By the end of today:
unnnest_tokens()
and count()
functions to count frequencies of words in text.“Everything can be taken from a man but one thing: the last of the human freedoms—to choose one’s attitude in any given set of circumstances, to choose one’s own way.” Viktor Frankl, Man’s Search for Meaning
In order to convert raw text into data it’s convenient to break the text into some pre-defined unit such as words or phrases.
A token is a meaningful unit of text, such as a word, that we are intrested in using for analysis. Tokenization is the process of splitting text into tokens.

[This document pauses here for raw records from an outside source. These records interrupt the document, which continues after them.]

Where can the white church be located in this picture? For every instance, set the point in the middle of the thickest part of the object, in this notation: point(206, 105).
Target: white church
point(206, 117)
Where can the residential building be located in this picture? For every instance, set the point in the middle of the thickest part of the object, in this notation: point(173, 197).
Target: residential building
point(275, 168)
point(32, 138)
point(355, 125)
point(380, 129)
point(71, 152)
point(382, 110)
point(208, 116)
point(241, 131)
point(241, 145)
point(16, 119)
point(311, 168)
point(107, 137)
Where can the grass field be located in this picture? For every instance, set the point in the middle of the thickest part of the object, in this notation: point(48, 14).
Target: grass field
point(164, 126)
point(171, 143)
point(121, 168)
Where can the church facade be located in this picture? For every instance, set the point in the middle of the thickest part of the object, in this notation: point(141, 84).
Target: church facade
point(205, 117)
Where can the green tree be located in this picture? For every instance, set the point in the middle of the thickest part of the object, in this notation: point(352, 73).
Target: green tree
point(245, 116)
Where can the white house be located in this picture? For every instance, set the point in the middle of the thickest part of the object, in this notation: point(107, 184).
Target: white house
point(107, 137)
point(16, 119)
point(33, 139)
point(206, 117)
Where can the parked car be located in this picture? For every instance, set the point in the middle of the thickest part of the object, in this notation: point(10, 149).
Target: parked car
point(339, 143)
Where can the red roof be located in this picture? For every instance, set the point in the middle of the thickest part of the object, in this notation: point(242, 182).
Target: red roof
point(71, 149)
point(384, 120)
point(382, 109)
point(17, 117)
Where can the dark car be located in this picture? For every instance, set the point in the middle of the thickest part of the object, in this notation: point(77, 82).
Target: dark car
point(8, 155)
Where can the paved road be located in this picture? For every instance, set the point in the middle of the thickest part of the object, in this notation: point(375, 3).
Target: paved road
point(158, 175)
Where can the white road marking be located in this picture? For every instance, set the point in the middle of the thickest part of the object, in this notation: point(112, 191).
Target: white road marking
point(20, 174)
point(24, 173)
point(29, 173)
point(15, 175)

A text is ready for analysis if it has one-token-per-row. A token is often a single word but it could also be a sentence or a paragraph.
R or other software packages can be used to break text into tokens.
All students should try this example.
# Uncomment this line if the packages are not installed or install via the Packages tab
# install.packages(c("dplyr","tidytext"))
library(dplyr)
library(tidytext)
vfquote <- c("Everything can be taken from a man but one thing: the last of the human freedoms—to choose one’s attitude in any given set of circumstances, to choose one’s own way.")
vf_df <- data_frame(vfquote)
unnest_tokens(vf_df,output = word,input = vfquote)
## # A tibble: 31 × 1
## word
## <chr>
## 1 everything
## 2 can
## 3 be
## 4 taken
## 5 from
## 6 a
## 7 man
## 8 but
## 9 one
## 10 thing
## # ... with 21 more rows
unnest_tokens()
.Stop words are words that are not useful for an analysis, typically extremely common words such as “the”, “of”, “to”, and so forth in English.
The tidytext
library has a dataset of stop words stop_words
.
library(tidytext)
stop_words
## # A tibble: 1,149 × 2
## word lexicon
## <chr> <chr>
## 1 a SMART
## 2 a's SMART
## 3 able SMART
## 4 about SMART
## 5 above SMART
## 6 according SMART
## 7 accordingly SMART
## 8 across SMART
## 9 actually SMART
## 10 after SMART
## # ... with 1,139 more rows
For more information on these stop words look at the help menu or type ?stop_words
The SnowballC
library has a function that stems words.
library(SnowballC)
wordStem(c("win", "winning", "winner"))
## [1] "win" "win" "winner"
More details on these algorithms can be found using help ?wordStem
If the text is in tidy text format and we want to count the number of words then we use the count()
function in the dplyr
library.
library(dplyr)
library(tidytext)
vfquote <- c("Everything can be taken from a man but one thing: the last of the human freedoms—to choose one’s attitude in any given set of circumstances, to choose one’s own way.")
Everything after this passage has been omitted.